Во время той поездки я посетил много стран, и ни одна не разочаровала меня. Я мог бы странствовать всю оставшуюся жизнь – так чудесно находиться вдали от родины. Тосковал ли я по дому? Никогда. Ни разу. Я не тосковал ни по чему и ни по кому. Надеясь, что свершится чудо и я смогу навсегда остаться в Европе.

Это произошло в 1928 году. Мне было тогда тридцать шесть лет. Я долго ждал подходящей возможности. Наконец в 1930 году мне удалось вернуться в Европу и пробыть там десять лет. Когда американский посланник в Афинах вынудил меня вернуться в Штаты, я был убит горем.
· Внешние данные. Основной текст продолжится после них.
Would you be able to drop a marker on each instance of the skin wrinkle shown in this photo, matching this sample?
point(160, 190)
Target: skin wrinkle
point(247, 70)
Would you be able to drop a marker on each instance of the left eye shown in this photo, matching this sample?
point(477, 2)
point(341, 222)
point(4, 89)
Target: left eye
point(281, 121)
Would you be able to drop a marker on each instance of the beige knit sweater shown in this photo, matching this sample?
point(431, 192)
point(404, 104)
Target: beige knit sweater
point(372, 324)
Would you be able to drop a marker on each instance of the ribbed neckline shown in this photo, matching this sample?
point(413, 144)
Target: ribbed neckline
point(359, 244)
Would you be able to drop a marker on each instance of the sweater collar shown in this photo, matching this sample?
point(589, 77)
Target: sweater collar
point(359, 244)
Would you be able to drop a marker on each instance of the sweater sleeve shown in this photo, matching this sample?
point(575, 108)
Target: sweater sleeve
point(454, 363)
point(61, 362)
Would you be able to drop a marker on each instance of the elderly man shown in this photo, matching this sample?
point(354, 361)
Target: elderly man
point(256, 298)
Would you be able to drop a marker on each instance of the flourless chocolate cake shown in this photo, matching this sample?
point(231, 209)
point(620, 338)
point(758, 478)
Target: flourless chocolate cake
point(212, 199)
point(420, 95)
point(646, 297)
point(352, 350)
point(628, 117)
К каким только аргументам я ни прибегал, стремясь получить разрешение на выезд в какую-нибудь другую страну, кроме Америки. Но он был непреклонен, говоря, что все делается для моей безопасности. «А если она мне не нужна?» – поинтересовался я. Вместо ответа он только пожал плечами.

День, когда американский корабль покинул порт Пирея, стал одним из самых черных в моей жизни. Было похоже, что пришел конец моим попыткам начать новую жизнь. Назад в мышеловку – вот как я это понимал. И, поверьте, именно там я и оказался. На той же самой «улице ранних скорбей», где ничего не изменилось со дня моего отъезда, – во всяком случае, никаких существенных изменений не произошло. Кто-то женился, кто-то подвинулся рассудком, кто-то умер. Ничего, что имело бы ко мне отношение. Сама улица выглядела точно так же, как раньше, и это однообразие дурного сна было страшнее сошествия в Оркус. Хуже того, война оборвала всякую возможность узнать что-то о друзьях, оставшихся в Европе. Единственное место, с которым я ощущал живительную связь, было утрачено. В течение шести лет я занимаюсь тем, что пытаюсь воссоздать образ мира, который знал и любил. День за днем я задаю себе вопрос, как он будет выглядеть, когда удастся вновь туда попасть. Некоторые друзья пишут, что я не узнаю знакомые места, другие уверяют, что ничего не изменилось, только немного поблекло. Я знаю, что такое быть в разлуке с теми, кого любишь, и день за днем, год за годом мечтать о возможной встрече. Я знаю, что такое сохранять в неприкосновенности образ, сознавая в душе, что его больше нет на свете. Я подготовил себя к самым страшным разочарованиям, к самым чудовищным обманам. Подобно всем хранящим верность влюбленным, я говорил себе тысячу раз: «Не важно, как она выглядит, только бы еще раз ее увидеть!»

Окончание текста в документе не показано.